Hazard Mitigation Resources#
Many researchers, companies and communities are working hard to develop tools and resources that can help make data science research and development safer. This page is an opportunity to signpost to those projects and tools we know of that might help those looking for ways to implement safety precautions in their work to prevent Data Hazards.
If you have a tool to add, please submit a pull request with the relevant template, or if you don’t use GitHub please send us an email.
Documentation#
Datasheets for Data Sets
By: Gebru, T., Morgenstern, J., Vecchione, B., Vaughan, J.W., Wallach, H., Iii, H.D. and Crawford, K.
About: A framework for documenting dataset creation to facilitate communication between dataset creators and consumers.
Availability: The paper is available freely.
Model Cards for Model Reporting
By: Mitchell, M., Wu, S., Zaldivar, A., Barnes, P., Vasserman, L., Hutchinson, B., Spitzer, E., Raji, I.D. and Gebru, T.
About: “Model cards are short documents accompanying trained machine learning models that provide benchmarked evaluation in a variety of conditions… Model cards also disclose the context in which models are intended to be used, details of the performance evaluation procedures, and other relevant information.”
Availability: The paper is available freely.
Ethical or other review#
Mozilla’s Privacy Not Included label
By: Mozilla Foundation
About: “With this guide, we hope to help consumers navigate this landscape by understanding what questions they should ask and what answers they should expect before buying a connected tech product.”
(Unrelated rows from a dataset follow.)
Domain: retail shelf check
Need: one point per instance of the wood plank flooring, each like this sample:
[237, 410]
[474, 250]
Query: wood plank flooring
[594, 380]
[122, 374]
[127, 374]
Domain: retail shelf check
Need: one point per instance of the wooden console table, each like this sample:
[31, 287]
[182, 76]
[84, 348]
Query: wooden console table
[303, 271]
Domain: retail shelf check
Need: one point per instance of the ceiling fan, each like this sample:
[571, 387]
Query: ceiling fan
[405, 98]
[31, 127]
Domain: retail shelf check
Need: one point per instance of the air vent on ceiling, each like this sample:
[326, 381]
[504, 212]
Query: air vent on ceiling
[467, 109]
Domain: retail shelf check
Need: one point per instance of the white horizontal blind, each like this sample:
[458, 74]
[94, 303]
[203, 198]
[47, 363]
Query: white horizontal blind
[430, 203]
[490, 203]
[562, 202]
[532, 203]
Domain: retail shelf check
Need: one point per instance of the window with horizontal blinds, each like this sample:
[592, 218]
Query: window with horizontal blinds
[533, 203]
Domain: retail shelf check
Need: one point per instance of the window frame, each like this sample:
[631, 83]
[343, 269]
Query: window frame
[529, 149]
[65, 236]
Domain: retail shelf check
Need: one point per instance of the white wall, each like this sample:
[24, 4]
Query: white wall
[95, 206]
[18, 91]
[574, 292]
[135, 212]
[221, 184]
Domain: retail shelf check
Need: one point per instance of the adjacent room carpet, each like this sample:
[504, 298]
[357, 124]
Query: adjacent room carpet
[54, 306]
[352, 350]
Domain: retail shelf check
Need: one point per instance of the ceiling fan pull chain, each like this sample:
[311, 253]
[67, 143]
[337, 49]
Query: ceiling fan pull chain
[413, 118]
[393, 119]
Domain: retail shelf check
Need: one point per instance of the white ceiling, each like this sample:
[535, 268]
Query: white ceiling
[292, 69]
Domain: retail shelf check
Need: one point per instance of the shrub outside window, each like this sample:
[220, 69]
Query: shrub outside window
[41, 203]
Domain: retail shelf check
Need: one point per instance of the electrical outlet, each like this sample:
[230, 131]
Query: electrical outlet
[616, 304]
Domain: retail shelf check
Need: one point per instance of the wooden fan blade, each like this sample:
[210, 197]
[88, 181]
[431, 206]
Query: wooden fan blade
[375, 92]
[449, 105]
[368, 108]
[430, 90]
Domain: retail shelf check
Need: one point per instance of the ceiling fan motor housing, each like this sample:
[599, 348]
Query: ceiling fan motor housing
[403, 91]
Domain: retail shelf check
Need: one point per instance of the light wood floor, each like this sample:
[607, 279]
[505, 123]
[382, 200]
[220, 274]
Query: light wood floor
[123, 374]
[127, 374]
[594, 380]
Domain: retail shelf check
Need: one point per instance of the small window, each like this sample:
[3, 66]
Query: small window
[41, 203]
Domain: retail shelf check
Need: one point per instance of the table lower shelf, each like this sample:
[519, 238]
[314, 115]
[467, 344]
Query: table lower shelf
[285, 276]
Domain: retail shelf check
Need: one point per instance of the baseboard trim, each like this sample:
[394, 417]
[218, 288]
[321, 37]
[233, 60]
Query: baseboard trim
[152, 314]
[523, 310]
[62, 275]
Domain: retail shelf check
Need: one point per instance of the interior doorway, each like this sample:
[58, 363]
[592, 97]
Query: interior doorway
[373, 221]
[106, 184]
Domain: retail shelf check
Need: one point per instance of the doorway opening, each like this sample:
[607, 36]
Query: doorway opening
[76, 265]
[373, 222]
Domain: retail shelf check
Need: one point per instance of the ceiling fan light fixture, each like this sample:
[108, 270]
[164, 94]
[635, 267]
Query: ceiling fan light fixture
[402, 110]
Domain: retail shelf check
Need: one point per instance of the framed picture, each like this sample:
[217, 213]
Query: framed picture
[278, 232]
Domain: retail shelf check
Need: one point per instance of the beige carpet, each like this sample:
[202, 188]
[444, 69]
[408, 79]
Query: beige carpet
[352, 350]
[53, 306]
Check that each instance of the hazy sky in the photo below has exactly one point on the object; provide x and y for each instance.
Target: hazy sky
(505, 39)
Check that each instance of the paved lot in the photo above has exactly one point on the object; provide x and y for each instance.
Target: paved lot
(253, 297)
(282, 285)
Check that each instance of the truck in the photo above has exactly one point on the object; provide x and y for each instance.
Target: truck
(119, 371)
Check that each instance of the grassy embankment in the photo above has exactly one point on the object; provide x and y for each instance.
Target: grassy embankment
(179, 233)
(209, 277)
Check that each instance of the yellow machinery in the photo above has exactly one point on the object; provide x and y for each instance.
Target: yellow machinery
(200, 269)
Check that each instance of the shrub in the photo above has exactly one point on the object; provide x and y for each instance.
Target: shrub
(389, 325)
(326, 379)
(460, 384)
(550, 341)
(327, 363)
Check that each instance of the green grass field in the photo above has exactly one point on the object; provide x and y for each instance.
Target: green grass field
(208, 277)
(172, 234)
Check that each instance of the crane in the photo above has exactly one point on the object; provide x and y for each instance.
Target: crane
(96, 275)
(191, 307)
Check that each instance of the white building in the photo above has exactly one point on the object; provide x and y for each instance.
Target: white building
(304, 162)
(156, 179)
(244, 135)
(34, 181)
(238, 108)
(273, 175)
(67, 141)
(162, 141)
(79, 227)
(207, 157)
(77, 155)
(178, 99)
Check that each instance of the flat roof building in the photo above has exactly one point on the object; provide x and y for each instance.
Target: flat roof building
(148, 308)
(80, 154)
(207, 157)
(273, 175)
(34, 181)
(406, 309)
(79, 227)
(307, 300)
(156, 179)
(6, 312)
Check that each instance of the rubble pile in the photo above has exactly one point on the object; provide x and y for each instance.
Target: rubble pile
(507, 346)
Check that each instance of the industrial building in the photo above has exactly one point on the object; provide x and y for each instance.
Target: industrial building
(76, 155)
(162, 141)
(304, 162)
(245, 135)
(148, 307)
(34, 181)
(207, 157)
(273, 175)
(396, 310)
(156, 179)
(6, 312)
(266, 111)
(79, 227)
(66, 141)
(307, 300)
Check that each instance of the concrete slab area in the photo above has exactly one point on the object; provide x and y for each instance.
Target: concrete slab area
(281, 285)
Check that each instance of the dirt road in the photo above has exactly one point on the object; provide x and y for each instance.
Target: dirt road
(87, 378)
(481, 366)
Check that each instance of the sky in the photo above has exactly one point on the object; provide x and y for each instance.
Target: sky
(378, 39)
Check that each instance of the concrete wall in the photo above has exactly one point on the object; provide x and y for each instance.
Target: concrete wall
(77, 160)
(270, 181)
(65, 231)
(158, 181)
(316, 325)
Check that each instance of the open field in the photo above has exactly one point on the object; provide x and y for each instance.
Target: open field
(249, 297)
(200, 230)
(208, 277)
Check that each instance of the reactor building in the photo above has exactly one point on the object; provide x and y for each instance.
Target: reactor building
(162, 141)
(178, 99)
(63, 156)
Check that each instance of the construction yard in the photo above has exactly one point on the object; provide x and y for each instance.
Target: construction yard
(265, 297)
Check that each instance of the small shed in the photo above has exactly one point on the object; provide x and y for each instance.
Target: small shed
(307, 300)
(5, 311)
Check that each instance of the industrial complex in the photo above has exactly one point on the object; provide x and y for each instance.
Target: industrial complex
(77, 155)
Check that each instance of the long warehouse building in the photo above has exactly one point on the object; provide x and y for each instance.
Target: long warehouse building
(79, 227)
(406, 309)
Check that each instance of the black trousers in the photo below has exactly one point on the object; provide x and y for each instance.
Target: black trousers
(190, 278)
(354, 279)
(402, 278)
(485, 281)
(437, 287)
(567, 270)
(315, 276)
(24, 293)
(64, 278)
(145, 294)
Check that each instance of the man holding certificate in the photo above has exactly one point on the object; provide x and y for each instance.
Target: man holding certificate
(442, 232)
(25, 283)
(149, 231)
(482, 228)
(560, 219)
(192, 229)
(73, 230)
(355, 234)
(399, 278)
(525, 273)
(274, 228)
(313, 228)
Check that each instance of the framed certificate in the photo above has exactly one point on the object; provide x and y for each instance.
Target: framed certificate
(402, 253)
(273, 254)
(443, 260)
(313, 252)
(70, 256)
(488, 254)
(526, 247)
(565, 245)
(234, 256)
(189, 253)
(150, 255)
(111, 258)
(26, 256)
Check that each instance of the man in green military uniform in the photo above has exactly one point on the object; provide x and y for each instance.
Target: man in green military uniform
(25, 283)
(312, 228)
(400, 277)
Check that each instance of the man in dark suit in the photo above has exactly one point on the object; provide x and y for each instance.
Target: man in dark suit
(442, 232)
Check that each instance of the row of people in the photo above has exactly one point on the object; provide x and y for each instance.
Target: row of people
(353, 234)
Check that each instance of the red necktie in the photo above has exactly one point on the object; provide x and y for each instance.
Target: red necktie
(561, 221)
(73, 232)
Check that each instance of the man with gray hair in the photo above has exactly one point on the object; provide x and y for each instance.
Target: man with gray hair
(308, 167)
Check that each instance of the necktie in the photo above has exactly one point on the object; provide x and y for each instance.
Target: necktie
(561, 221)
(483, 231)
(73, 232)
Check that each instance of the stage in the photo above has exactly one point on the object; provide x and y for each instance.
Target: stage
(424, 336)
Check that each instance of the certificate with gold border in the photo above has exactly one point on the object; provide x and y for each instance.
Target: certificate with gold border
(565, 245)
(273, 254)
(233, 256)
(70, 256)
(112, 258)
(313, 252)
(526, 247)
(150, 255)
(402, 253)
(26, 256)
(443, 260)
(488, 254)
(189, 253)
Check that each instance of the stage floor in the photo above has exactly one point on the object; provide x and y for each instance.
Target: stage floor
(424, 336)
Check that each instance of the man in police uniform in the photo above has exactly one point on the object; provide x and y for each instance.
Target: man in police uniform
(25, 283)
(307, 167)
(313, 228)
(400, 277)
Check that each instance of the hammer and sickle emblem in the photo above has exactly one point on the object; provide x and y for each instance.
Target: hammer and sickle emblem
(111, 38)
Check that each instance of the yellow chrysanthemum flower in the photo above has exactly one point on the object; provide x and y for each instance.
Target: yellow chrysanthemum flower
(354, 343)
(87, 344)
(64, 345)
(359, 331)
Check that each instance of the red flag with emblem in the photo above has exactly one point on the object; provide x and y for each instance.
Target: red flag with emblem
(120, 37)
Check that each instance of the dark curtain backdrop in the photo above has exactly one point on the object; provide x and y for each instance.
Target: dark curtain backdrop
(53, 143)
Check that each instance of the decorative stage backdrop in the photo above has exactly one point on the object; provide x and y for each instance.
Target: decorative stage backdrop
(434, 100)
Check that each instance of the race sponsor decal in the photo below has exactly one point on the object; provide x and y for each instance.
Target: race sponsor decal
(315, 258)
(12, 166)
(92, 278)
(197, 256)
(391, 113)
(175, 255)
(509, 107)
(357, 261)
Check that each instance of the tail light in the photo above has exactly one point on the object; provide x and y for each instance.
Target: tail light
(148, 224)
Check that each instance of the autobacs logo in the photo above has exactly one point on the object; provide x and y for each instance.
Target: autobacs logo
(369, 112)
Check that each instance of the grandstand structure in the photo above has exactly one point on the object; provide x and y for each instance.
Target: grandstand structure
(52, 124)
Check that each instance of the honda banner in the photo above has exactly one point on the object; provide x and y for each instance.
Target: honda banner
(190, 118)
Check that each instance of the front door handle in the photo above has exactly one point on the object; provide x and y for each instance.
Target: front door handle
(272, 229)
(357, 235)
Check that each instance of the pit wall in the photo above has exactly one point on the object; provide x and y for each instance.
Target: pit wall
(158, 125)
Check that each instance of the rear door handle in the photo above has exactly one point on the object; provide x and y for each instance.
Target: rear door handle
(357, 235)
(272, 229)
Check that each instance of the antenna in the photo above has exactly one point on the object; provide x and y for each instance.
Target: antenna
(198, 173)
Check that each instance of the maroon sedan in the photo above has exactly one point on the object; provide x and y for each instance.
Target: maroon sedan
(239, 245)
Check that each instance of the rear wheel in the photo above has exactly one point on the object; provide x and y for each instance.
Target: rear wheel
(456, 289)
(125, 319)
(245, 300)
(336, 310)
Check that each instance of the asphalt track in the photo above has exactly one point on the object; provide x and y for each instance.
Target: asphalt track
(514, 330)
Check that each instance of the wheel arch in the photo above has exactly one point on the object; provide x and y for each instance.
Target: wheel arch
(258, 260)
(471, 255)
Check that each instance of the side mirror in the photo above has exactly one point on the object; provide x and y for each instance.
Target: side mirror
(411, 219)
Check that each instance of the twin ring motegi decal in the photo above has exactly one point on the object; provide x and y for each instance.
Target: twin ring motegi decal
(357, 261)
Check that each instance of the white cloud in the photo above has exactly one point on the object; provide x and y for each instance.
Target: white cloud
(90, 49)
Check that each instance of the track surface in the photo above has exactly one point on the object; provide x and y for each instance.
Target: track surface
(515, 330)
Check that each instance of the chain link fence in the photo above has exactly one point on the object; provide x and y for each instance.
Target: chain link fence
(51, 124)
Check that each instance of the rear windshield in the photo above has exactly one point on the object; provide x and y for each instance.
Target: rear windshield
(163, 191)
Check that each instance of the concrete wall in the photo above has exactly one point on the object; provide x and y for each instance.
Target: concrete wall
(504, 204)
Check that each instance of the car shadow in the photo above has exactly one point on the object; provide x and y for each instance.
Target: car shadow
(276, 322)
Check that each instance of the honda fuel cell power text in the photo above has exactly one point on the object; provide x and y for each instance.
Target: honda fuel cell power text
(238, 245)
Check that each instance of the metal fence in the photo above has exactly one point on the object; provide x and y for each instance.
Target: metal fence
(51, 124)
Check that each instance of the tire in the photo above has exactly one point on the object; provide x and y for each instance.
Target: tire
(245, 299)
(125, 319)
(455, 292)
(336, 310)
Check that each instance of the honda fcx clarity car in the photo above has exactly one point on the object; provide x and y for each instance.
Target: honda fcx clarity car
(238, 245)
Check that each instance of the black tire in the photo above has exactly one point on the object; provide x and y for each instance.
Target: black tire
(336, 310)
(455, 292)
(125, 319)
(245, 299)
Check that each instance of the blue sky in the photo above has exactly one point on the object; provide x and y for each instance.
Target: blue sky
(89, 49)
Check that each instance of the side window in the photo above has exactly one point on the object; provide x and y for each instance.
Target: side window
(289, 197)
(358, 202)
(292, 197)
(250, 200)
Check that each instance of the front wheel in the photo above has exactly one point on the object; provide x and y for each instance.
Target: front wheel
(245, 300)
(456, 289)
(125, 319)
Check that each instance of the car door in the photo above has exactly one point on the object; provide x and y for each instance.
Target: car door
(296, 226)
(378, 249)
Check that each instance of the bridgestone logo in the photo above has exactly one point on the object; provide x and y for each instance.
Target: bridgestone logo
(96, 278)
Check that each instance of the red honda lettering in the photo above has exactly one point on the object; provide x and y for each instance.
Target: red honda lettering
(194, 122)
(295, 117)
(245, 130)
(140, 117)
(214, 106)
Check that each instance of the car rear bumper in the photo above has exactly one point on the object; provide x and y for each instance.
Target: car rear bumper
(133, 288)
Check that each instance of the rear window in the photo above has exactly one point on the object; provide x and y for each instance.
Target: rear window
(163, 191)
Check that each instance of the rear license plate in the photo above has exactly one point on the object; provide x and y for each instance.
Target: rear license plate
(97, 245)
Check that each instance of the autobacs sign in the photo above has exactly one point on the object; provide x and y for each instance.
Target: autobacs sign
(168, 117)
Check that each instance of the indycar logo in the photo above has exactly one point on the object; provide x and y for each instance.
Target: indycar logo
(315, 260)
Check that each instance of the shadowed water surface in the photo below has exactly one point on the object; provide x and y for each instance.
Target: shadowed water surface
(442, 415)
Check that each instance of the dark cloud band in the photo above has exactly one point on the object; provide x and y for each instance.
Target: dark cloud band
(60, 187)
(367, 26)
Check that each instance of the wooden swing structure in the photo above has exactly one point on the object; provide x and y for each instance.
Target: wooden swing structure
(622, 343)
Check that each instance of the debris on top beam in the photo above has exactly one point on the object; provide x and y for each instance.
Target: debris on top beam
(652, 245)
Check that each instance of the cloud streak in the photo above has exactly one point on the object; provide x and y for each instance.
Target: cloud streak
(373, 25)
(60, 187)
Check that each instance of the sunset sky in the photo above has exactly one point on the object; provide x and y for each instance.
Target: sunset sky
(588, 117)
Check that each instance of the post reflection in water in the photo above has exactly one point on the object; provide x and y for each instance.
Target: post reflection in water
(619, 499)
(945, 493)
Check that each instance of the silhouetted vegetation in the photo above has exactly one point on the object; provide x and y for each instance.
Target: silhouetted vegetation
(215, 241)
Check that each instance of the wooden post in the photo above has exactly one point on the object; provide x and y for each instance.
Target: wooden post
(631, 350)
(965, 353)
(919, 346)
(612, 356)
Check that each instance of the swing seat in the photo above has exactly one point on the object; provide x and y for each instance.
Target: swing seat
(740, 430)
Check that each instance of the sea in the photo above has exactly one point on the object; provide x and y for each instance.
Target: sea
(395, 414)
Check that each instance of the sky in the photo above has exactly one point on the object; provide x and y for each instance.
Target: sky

Availability: The report is available freely.
Technical development and testing#
Etiq
By: Etiq AI
Etiq is an ML testing platform for data scientists and ML engineers.
It includes features such as a ‘bias metric scan’, and other tools for
assessing accuracy and drift.
Availability: Some free features, and further paid features. It is an AWS plugin.
FAT Forensics
By: Sokol, Hepburn, Poyiadzi, Clifford, Santos-Rodriguez, and Flach (University of Bristol) and Thales
About: FAT Forensics is a Python toolkit for evaluating Fairness, Accountability and Transparency of Artificial Intelligence systems. It is built on top of SciPy and NumPy, and distributed under the 3-Clause BSD license (new BSD). Paper available here.
Availability: Free to use. Python language.